Ronahî’nin bu saldırıdan ötürü çok öfkeli olduğunu anlatan Taş, şöyle devam ediyor: “Yerinde duramıyordu, çok öfkeliydi. Arkadaşın şehadetini bir türlü kendine yediremiyordu. Öfkesi yüz ifadesinden, bakışlarından öyle belliydi ki, durmadan bir elini yumruklayarak diğer eline vuruyordu. ‘Bu böyle kalmamalı. Ben bunun intikamını alırım’ diyordu.”

Kızıyla gurur duydu

Bu olaydan sonra siyasal çalışmalarından ötürü hareket halinde olan Ronahî’yle pek görüşme imkanı olmadığını belirten Taş, şehadet haberiyle sarsıldığını belirtiyor. Haberin Ronahî’nin ailesi üzerinden kendisine ulaştığını aktaran Taş, o güne dair şunları aktarıyor: “Biz haberi alır almaz Mustafa amcanın evinde toplandık. Gelenlerin bazıları devrim neymiş gibi laflar ediyordu. Ronahî’nin annesi eli öpülecek bir annedir. Bana dönerek ‘Mehmet şunlara söyle sussunlar. Yoksa ben onları kötü bozarım’ dedi. Yüreği yanan bir anne, kızının eylemiyle gurur duyuyordu. Bu da ayrı bir hikaye olsa gerek. Bir mektup ile özel eşyaları ve pasaportu arkadaşlar tarafından annesine yollanmıştı.”

Mannheim doldu taştı 

Tören için Mannheim’a gittiklerini belirten Taş, “Ronahî Önderlikle bütünleşmiş biriydi. Halk da Ronahî’yle bütünleşti. Onbinlerce insan tören için Mannheim’da toplanmıştı. Bizler gördüğümüz manzara karşısında adeta donup kaldık. Kitle öyle bir yığılmış ki anlatamam. Bir köprü vardı, o köprüde geçerken oraya yığılmış kitle kadar polis takviyesi yapılmıştı. Biz şehadet yerine geç ulaştık. Biz gitmeden önce çok olaylar olmuş ve sayısızca gözaltılar yaşanmıştı” diyor. Taş, daha sonra Ronahî’nin naaşının Mereş’in Elbîstan ilçesine bağlı Çiflik köyüne götürülerek defnedildiğini aktarıyor. 

.
Ronahî ve Berîvan

Berîvan ve Ronahî’nin mektubu 

Ronahî ve Berîvan'ın eylemlerini yapmadan önce kaleme aldıkları mektup: 

Alman devleti son aylarda düşmanlığını açık açık ilan etmiştir. Derneklerimiz kapatılmış, ulusal renklerimiz, ulusal bayraklarımız gasp edilmiş, onlarca yurtseverimiz tutuklanmış, gözaltına alınmıştır. Almanya, Türk ırkçılarının peşinden gitmektedir. Demirel-Çiller-Güreş kliğinin ya bitecek ya bitecek sözlerini ellerini ovuşturarak desteklemekte, kirli savaşın sürmesi ve Kürt halkının imha edilmesi için her türlü desteği sunmaktadır. Kürdistan'daki katliamlar, Almanya'nın verdiği silahlarla gerçekleşmektedir. Son olarak 1994 Newroz yürüyüşünde Almanya'nın çeşitli kentlerinde Kürt yurtseverlerine Hitler'i geride bırakacak uygulamaların gerçekleştirilmiş olması, bizim için bardağı taşıran son damla olmuştur. 

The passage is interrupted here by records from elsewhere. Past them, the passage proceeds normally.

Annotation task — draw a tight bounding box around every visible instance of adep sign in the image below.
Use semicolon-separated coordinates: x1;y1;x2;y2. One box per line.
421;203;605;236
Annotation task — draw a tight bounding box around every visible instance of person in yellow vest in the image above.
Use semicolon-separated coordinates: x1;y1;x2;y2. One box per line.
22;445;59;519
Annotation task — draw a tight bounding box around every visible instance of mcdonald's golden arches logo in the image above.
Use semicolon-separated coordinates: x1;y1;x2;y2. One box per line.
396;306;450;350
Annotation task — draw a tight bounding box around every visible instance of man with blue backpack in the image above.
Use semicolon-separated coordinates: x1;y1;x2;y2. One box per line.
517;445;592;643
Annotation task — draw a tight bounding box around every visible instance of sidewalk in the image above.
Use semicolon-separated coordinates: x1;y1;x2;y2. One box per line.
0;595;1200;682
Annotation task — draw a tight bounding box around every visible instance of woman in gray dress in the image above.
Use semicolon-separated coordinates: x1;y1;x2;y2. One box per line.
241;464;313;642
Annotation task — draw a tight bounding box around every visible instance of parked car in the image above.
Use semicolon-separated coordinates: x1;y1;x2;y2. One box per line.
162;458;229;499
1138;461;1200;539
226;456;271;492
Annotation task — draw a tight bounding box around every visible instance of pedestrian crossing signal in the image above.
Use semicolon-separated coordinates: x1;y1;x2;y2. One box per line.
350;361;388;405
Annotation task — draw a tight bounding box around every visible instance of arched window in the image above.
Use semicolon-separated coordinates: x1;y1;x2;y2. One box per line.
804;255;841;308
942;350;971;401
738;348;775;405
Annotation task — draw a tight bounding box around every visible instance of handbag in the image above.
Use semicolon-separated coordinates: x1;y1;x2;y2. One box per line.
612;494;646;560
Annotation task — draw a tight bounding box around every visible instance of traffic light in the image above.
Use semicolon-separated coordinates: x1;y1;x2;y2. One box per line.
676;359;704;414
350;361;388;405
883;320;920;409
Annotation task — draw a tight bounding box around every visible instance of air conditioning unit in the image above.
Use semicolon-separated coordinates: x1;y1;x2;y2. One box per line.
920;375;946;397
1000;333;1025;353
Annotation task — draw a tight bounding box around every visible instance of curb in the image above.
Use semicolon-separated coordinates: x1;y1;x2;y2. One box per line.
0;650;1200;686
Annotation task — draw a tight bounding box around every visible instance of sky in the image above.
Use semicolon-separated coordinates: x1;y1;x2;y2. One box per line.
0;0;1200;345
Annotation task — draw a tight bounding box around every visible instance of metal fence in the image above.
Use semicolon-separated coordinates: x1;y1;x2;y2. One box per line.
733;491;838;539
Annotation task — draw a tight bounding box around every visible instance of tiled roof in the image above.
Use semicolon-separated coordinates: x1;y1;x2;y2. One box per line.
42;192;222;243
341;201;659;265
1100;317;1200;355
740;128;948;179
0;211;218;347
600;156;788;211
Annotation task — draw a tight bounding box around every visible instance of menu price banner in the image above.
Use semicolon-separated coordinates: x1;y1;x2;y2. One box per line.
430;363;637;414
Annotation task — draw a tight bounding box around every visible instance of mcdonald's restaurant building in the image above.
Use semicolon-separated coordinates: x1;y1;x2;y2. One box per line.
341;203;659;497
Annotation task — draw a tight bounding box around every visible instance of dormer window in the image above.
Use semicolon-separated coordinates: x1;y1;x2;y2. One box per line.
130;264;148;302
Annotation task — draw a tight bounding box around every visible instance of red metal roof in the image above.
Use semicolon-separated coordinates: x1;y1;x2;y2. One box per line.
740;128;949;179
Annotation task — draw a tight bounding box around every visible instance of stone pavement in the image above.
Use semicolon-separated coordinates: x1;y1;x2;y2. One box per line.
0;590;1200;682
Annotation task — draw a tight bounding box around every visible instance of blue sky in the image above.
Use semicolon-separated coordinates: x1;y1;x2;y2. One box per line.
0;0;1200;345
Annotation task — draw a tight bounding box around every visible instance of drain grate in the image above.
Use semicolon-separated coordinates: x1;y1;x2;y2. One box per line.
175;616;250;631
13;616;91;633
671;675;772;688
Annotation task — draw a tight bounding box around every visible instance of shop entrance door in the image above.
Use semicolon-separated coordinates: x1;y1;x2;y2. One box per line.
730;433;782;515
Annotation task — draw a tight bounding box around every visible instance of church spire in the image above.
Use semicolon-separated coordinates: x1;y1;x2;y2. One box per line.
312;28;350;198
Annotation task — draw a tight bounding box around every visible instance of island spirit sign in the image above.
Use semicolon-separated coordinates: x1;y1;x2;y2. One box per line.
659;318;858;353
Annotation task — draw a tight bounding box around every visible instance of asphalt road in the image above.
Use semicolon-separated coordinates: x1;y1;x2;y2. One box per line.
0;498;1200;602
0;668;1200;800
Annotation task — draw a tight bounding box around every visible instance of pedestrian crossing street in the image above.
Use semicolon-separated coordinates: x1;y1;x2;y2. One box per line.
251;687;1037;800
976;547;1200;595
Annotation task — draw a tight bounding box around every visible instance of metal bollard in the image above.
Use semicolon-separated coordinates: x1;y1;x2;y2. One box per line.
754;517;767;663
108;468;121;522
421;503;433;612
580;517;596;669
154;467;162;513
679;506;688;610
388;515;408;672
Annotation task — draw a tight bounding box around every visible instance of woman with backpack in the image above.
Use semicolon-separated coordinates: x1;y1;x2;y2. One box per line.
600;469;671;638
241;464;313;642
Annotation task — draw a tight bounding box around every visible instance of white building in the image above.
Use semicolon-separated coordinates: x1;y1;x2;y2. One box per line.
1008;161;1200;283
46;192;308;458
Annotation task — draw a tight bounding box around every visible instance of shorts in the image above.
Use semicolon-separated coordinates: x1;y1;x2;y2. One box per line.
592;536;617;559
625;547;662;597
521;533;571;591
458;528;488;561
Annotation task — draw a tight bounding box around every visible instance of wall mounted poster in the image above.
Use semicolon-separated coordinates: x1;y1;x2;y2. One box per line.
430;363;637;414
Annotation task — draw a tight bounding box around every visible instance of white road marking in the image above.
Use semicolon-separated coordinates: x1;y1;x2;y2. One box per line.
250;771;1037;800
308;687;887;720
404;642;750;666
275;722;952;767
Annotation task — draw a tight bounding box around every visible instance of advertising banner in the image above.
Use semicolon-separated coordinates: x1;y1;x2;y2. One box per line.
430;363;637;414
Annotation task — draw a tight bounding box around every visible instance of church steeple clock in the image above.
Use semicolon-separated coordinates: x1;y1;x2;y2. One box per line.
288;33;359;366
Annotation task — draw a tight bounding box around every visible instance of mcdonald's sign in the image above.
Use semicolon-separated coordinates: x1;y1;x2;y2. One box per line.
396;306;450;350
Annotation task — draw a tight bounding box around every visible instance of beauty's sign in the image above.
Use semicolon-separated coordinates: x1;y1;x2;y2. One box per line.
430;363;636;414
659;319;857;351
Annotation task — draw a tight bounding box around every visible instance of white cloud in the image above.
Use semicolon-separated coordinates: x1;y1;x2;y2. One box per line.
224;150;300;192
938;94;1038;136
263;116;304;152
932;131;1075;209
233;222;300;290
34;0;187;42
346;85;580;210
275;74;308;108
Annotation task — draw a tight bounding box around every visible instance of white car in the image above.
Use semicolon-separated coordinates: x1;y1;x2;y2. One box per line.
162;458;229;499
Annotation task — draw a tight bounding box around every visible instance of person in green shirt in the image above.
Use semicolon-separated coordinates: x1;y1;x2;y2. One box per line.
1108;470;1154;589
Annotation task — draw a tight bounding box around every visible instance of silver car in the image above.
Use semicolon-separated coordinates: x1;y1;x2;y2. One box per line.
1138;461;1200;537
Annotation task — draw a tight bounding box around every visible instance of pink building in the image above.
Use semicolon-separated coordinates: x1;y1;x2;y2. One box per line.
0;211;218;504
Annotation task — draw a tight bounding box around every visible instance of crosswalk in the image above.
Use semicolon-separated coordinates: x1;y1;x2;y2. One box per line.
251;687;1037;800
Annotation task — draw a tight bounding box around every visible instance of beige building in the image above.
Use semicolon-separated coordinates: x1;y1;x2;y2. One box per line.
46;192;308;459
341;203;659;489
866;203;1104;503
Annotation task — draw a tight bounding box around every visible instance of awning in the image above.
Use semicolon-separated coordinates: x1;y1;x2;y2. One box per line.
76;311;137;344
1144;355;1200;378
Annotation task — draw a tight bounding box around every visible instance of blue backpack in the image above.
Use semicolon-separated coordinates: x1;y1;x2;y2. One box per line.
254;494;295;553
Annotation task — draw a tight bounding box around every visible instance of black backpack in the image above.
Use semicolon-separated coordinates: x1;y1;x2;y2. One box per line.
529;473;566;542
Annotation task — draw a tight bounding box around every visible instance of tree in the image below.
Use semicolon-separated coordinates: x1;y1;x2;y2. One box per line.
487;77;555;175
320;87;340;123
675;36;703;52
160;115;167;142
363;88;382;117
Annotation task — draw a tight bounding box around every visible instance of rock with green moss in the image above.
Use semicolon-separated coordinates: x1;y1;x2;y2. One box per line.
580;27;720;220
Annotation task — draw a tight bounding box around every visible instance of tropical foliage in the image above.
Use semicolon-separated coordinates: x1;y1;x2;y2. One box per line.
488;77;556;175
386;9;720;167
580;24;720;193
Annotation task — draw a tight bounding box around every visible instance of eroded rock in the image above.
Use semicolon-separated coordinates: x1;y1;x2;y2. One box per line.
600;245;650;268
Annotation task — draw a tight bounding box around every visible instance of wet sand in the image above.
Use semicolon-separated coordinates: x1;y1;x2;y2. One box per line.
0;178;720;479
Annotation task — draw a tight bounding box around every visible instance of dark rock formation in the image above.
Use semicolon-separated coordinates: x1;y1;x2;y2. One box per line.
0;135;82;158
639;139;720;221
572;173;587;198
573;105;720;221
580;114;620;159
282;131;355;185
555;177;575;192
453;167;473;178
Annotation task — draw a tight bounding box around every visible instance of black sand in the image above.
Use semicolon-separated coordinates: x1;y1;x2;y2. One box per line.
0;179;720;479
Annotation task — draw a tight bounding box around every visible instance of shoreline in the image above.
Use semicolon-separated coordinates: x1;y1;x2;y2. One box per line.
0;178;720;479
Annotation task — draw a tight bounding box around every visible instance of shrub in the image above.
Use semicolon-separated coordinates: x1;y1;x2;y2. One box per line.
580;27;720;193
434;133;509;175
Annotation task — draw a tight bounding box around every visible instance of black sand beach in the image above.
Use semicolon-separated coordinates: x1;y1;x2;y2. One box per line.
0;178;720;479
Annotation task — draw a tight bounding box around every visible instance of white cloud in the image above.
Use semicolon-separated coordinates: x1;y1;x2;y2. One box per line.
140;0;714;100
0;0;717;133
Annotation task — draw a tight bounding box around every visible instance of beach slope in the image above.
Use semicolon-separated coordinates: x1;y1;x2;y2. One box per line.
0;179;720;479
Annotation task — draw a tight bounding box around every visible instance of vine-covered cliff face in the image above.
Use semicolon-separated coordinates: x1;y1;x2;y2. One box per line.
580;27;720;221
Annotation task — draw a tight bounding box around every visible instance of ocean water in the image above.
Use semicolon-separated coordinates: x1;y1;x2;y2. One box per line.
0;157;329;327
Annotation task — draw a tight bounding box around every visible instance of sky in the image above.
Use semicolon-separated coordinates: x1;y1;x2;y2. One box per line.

Cizre'de, Şırnak'ta, Diyarbakır'da uygulanan vahşette Alman devletinin çok büyük sorumluluğu vardır. Alman devleti bu yaptıklarıyla insanlık suçu işlemiştir ve bunun hesabını mutlaka verecektir. Diyarbakır zindanlarında üç kibrit çöpüyle Kürt halkına çıkış yolu gösteren Mazlum Doğan'ı, bu anlamlı çıkışa bedenlerini tutuşturarak cevap veren Ferhatları, ‘Newroz, Newroz ateşi yakılarak kutlanır’ diyen ve Diyarbakır surlarında bedenini tutuşturan Zekiye Alkanları, özgürlük mücadelesinin neferleri olarak saygı ve minnetle anıyoruz. 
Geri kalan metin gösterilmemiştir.